Hi craft,
Regarding Australian equities and consolidated data - it's something we'd like to do, but unfortunately Chi-X don't have any "reference" data that could be used to generate this (at least not at a reasonable price point with multiple backup feeds).
Chi-X have a rather interesting model in that all stocks open at 10:00:00.000, so they are often the first trade of the day too - the ASX has their staggered opens, so you'd probably need to think about how that impacts things too.
Another question you have to ask yourself - does it matter? (but that's hard to quantify without real data). Chi-X is around 20% of the total number of trades these days and probably slightly higher on a volume basis.
Maybe I'm missing something here but if it's EOD data, why does it matter about staggered opens or not?

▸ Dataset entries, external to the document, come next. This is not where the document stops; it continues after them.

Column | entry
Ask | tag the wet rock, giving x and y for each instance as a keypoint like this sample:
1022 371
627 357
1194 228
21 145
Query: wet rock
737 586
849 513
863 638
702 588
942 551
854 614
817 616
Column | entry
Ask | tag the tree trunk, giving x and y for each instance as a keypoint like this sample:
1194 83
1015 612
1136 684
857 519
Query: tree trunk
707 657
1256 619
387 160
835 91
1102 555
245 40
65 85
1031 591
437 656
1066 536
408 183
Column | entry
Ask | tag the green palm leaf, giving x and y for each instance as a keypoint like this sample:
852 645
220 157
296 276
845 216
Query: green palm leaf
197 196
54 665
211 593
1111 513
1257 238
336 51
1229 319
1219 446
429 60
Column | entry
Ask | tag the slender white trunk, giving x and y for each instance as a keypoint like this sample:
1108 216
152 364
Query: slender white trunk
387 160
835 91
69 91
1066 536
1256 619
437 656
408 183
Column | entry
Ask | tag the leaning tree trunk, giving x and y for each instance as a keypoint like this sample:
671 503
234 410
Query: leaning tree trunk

The OHLC is the same regardless.
Even though Chi-x technically opens before the ASX on at least 4 of the 5 groups, there really isn't any volume until the stock opens on the ASX. The market makers need the ASX to open before they are able to properly price their orders on Chi-x. So for your non-HFT trader the ASX open price is a better indication of real liquidity and a price you could reasonably execute at. If Richard included the Chi-x open price it would make the product worse as the Chi-x opening prints are fairly volatile and very thin.
I don't care what the open price is, so long as it's available to every market participant. However the different open times and probable different opening prices make limit orders a necessity. A market order could fill anywhere.
Does accurate daily volume matter? Hell yeah. It's the basic indicator of the "effort" of both supply and demand to move the price.
The ASX should have demanded that all trade data done through the new exchange be reported for inclusion with the ASX data right from the start.
Ignoring the need for consolidated market data because the volume traded through a new exchange is low is pathetic. It's possible that other exchanges will be allowed to trade ASX equities in the future and the ASX volume becomes the 20%.
The volume traded through Chi-X on "stocks in play" is generally much larger than 20%. Not providing all the volume traded on a stock at EOD is another example of ineptitude from the ASX.
The only fantasy in this post, is thinking that the ASX will evolve into a modern exchange.
If accuracy and completeness doesn't matter why couldn't trading do away with the complexity of pricing underlying asset altogether. Set up an exchange of randomly generated charts that price nothing - they just have volatility for people to trade. Commissions (drag) could be driven way down.
Maybe that is what trading bitcoin is?